EMMA LAZARUS IN HER WORLD

Life and Letters

by Bette Roth Young

Pub Date: May 1st, 1995
ISBN: 0-8276-0516-1

A short biographical corrective regarding the Jewish- American folk hero, and some previously unpublished correspondence, both disappointingly slight. In the first third of this volume, Ohio-based critic Young attempts to revise the myth of Emma Lazarus (18491887), who penned ``The New Colossus'' in celebration of the Statue of Liberty. The author claims that Lazarus was not introverted and somber, as her sister Josephine described her soon after her death, but in fact a vibrant and social woman. Young successfully discredits some of Lazarus's previous biographers, including the one who in 1938 wrote that while passing the Statue of Liberty during her final illness Lazarus was ``too weak'' to notice the plaque on which her poem was inscribed—the plaque was not placed there until 1903, 16 years after the poet's death.

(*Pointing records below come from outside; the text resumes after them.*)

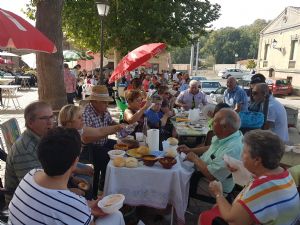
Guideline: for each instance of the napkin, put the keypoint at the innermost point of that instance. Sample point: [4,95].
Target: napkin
[242,175]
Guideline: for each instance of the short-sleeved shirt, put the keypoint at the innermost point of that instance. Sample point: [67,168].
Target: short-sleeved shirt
[186,97]
[20,160]
[277,115]
[213,157]
[33,204]
[236,96]
[92,119]
[272,199]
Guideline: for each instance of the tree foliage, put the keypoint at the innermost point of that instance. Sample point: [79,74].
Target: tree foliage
[131,23]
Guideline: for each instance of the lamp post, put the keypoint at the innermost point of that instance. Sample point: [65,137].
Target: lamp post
[103,9]
[235,57]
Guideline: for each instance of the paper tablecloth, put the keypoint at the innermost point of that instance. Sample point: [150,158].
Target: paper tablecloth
[151,186]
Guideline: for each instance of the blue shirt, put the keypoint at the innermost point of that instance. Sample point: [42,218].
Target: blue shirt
[213,157]
[236,96]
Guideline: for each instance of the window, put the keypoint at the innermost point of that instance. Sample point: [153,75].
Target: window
[294,46]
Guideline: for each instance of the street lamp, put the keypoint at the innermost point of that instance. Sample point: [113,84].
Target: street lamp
[103,9]
[235,57]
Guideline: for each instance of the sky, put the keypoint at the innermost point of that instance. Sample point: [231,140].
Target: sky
[234,13]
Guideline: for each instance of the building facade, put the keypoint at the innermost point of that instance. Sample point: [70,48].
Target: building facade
[279,47]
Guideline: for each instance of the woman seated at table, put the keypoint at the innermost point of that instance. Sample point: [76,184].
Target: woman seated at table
[270,198]
[70,116]
[158,118]
[135,111]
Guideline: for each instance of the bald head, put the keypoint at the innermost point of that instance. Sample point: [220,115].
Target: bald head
[231,83]
[226,122]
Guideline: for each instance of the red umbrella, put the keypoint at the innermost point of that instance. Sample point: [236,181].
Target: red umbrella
[136,58]
[18,33]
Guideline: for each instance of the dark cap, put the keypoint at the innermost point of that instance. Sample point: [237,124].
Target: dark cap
[258,78]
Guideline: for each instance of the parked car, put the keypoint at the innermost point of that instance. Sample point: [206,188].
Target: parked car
[207,86]
[280,86]
[218,95]
[237,73]
[198,78]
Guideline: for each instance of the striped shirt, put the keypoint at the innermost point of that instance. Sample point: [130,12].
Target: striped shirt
[272,200]
[92,119]
[20,160]
[33,204]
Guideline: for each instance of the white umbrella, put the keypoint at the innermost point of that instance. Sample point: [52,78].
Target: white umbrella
[8,54]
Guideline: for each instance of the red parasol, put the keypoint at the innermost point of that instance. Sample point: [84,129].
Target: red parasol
[136,58]
[18,33]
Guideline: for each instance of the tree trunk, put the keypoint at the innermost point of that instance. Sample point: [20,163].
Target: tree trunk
[50,66]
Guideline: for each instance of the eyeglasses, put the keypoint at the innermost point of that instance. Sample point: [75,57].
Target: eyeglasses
[47,118]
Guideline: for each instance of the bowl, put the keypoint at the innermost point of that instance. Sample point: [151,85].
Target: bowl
[149,160]
[115,153]
[111,203]
[167,162]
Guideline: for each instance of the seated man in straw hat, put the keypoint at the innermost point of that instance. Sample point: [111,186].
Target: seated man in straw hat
[96,115]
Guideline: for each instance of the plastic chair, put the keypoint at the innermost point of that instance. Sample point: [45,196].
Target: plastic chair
[11,132]
[121,106]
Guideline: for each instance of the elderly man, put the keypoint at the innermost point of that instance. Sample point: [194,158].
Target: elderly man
[277,117]
[227,140]
[235,96]
[96,115]
[23,155]
[192,97]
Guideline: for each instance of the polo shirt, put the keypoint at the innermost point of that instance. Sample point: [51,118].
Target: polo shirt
[213,157]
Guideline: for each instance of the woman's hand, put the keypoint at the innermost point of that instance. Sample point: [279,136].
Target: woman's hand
[183,148]
[216,187]
[96,211]
[191,156]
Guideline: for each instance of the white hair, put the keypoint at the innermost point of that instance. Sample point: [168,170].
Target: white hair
[193,82]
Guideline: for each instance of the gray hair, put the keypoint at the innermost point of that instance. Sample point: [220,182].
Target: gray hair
[193,82]
[230,118]
[265,145]
[32,108]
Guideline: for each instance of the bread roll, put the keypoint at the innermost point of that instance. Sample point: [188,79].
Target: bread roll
[119,162]
[172,141]
[143,150]
[131,162]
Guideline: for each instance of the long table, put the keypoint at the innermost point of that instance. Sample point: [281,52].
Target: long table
[151,186]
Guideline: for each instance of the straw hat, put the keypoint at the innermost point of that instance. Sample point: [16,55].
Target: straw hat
[99,93]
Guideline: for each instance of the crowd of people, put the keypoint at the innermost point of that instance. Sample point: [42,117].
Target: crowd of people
[46,164]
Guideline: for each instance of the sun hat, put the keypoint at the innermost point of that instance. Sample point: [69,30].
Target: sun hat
[258,78]
[99,93]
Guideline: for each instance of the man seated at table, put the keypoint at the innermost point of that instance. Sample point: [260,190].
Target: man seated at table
[210,166]
[235,96]
[23,155]
[191,98]
[43,196]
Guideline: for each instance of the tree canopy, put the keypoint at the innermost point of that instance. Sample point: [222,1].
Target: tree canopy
[131,23]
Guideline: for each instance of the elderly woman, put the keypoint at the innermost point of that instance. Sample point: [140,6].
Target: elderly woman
[270,198]
[135,111]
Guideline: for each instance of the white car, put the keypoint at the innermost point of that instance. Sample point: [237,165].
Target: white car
[237,73]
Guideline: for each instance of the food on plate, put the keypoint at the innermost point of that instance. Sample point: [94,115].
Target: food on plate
[149,160]
[171,153]
[119,162]
[167,162]
[83,186]
[113,200]
[172,141]
[131,162]
[121,146]
[143,150]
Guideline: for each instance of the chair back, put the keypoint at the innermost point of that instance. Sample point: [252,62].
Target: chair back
[11,132]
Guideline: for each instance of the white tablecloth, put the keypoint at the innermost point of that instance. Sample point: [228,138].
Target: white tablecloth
[151,186]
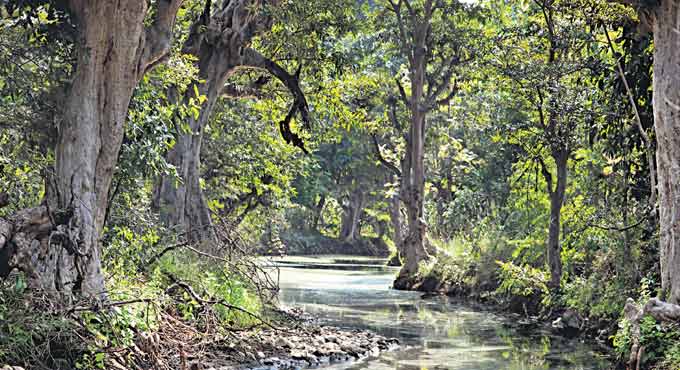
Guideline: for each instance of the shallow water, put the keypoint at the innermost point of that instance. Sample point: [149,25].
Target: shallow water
[436,333]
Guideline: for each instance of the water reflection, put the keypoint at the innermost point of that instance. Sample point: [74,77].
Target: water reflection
[353,292]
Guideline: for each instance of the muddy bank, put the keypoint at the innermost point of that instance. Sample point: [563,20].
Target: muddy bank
[303,344]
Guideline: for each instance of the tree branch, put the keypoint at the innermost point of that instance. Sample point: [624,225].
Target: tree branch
[158,36]
[382,159]
[253,58]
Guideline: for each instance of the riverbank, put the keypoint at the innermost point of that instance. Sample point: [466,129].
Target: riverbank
[436,332]
[301,343]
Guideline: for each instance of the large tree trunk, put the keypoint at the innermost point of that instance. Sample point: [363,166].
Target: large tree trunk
[395,218]
[414,242]
[667,125]
[554,251]
[317,218]
[351,216]
[220,42]
[180,202]
[57,245]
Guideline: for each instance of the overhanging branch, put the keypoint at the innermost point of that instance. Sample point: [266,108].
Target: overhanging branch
[253,58]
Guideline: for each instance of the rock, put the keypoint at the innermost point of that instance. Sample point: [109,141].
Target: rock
[331,339]
[568,324]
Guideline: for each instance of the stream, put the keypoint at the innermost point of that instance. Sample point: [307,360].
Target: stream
[435,333]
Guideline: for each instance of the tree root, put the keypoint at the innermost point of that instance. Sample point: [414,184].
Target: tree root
[661,311]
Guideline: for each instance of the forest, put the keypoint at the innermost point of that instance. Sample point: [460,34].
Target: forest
[175,173]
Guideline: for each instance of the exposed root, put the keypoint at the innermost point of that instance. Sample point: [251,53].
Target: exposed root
[656,308]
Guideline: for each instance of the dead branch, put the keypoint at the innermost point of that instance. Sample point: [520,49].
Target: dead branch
[221,302]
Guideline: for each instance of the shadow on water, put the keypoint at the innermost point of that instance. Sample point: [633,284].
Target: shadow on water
[353,293]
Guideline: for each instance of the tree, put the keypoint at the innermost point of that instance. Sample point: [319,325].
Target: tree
[57,244]
[430,37]
[662,17]
[550,67]
[220,41]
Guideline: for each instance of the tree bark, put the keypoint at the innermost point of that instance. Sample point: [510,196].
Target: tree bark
[317,218]
[414,178]
[351,216]
[395,218]
[554,251]
[220,43]
[57,245]
[667,125]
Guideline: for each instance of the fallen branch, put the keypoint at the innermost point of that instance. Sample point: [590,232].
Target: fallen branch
[160,254]
[661,311]
[99,306]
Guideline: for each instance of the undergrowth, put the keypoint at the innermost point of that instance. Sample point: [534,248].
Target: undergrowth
[164,297]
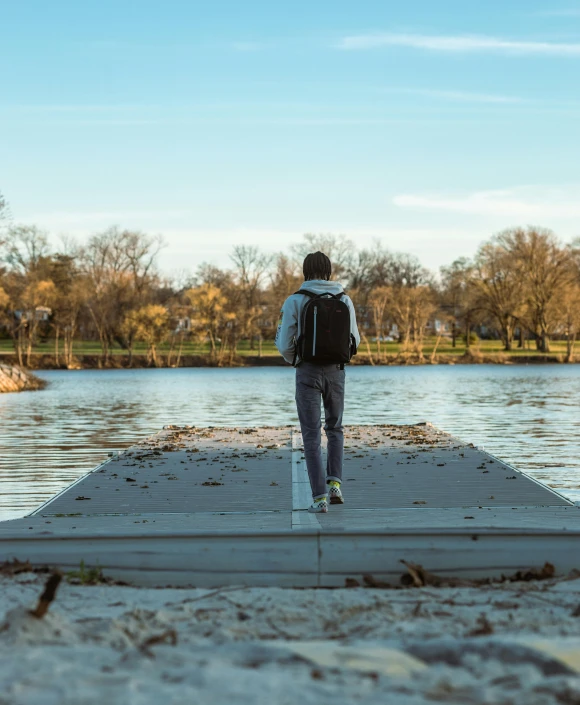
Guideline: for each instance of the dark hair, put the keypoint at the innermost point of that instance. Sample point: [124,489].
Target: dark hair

The author is also convincing when she portrays Lazarus as a conflicted personality: a defender of the Jews who derided European Jewry; a 19th-century woman who insisted, ``I am not & improbable as it sounds, I don't want to be [engaged].'' The text, however, does not satisfactorily address these conflicts, and Young's interpretations of Lazarus's work are plodding. Lazarus's letters, which comprise the bulk of the book, are more interesting, though they too raise more questions than they answer. Correspondents include Helena deKay Gilder, wife of Century editor Richard Watson Gilder; Nathaniel Hawthorne's daughter, Rose Hawthorne Lathrop; E.R.A. Seligman, son of the prominent Jewish banker Joseph Seligman; and Henry James. Unfortunately, all the correspondence is one-sided (from Lazarus to her friends, except in the case of James), which makes it difficult to gauge the relationships in full. Instructive, but by no means the final word on the subject.